Öte yandan Batı Şeria’da da baskı ve saldırılar devam ediyor. İsrail güçleri, Batı Şeria’da iki Filistinliyi öldürdü. İsrailli yerleşimcilerden Batı Şeria’da ikinci saldırıda 5 Filistinli yaralandı. İsrail’in, Batı Şeria’da yerleşim kurmak için 64 dönüm araziye el koyduğu açıklandı. İsrail ordusu, Gazze’nin güneyindeki Refah kentine hava saldırıları düzenlemeye devam ediyor. Refah’ta bir eve ve El Megazi mülteci kampına düzenlenen hava saldırılarında en az 18 kişi öldürüldü.

Batı’nın İsrail/Filistin meselesindeki iki yüzlü tutumu devam ediyor. Bir yandan AB’den Gazze için “insani yardım” çağrısı ve BM’den Gazze ve Batı Şeria için yardım çağrısı yapılırken, diğer yandan da örneğin Cumhuriyetçilerin çoğunlukta olduğu ABD Temsilciler Meclisi’nde yapılan oylamada İsrail’e 26 milyar dolar değerindeki yardım paketi kabul ediliyor; ABD, Filistin’in BM üyeliğini veto ediyor.

Avrupa Birliği İlişkileri

AB, Türkiye ile siyasi, ekonomik ve ticari ilişkileri geliştirme kararını duyurdu. Ancak karar Türkiye’nin donmuş AB üyelik müzakerelerinin yeniden başlayacağı anlamına gelmiyor. Zira Avrupa Birliği Konseyi Başkanı Charles Michel “Aşamalı, orantılı ve geri döndürülebilir bir yaklaşımla çalışmak istiyoruz.” açıklamasında bulundu. Nitekim Avrupa Birliği Devlet ve Hükümet Başkanları Zirvesi’nde alınan kararda Türkiye ile ilişkilerin geliştirilmesi, Kıbrıs sorununun BM parametrelerinde çözülmesi şartına bağlandı. AB’ye sert tepki gösteren Türkiye Dışişleri Bakanlığı, ilişkilerin Kıbrıs meselesine bağlanmasını “stratejik vizyon eksikliği” olarak değerlendirerek AB ile diyaloğun mütekabiliyet çerçevesinde ele alınacağını belirtti.

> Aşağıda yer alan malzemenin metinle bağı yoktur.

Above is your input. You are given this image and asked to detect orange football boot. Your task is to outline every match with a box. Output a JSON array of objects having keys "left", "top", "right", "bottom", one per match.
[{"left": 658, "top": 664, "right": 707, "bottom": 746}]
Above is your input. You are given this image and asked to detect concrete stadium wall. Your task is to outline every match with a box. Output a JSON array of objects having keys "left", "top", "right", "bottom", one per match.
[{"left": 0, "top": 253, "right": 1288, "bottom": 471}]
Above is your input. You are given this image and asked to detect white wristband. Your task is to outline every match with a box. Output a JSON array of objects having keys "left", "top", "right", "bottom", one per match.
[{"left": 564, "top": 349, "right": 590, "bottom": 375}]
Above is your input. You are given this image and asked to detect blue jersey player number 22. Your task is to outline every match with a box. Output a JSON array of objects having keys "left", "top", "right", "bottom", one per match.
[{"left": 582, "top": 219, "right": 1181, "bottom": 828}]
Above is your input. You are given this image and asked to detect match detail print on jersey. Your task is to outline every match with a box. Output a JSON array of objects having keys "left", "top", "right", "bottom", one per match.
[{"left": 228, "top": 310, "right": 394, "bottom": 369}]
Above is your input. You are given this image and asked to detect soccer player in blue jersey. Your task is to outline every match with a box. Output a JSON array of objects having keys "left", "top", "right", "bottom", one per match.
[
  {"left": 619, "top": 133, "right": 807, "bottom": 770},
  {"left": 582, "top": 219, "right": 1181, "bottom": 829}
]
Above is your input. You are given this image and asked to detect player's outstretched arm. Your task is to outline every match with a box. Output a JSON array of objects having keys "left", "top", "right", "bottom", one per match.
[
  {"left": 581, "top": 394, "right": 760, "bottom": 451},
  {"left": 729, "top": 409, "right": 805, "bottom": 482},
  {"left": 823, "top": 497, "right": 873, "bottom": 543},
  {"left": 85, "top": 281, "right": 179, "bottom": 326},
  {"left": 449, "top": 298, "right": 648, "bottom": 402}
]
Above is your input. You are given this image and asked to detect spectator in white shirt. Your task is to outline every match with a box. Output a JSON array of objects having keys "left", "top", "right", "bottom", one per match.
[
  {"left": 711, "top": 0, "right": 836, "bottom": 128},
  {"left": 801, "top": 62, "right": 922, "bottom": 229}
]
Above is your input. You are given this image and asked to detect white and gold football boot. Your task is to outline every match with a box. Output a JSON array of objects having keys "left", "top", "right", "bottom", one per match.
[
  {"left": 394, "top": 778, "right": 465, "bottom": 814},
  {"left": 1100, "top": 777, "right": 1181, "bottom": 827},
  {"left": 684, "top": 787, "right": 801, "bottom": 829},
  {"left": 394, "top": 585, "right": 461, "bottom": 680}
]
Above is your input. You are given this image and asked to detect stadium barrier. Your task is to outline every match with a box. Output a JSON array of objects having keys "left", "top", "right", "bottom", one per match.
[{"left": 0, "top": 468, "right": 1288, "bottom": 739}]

Türkiye’nin aday ülke olarak AB üyeliği konusunda kararlılığının vurgulandığı açıklamada, “Bununla beraber, işbirliğimizin seçici bir anlayışla, bazı alanlarla sınırlanmasını reddediyoruz” ifadeleri kullanıldı.

AB-Türkiye ilişkilerini ilgilendiren diğer bir gelişme de Hollanda Parlamentosu’nun, Türkiye’nin AİHM kararlarına uymamasına tepki olarak Kavala ve Demirtaş serbest kalmadan AB’nin Türkiye’yle Gümrük Birliği güncellemesi yapmasını bloke edecek tasarıyı kabul etmesi oldu. Hemen ertesinde Dışişleri Bakanı Hakan Fidan, Hollanda Parlamentosu’nun Gümrük Birliği modernizasyonu için ‘Demirtaş ile Kavala’ şartı koşmasının ardından 19 Nisan’da 10’uncusu düzenlenen Wittenburg Konferansı’na katılmak üzere Hollanda’ya gitti. Ziyaretin ardından konuya dair bir açıklama yapılmadı.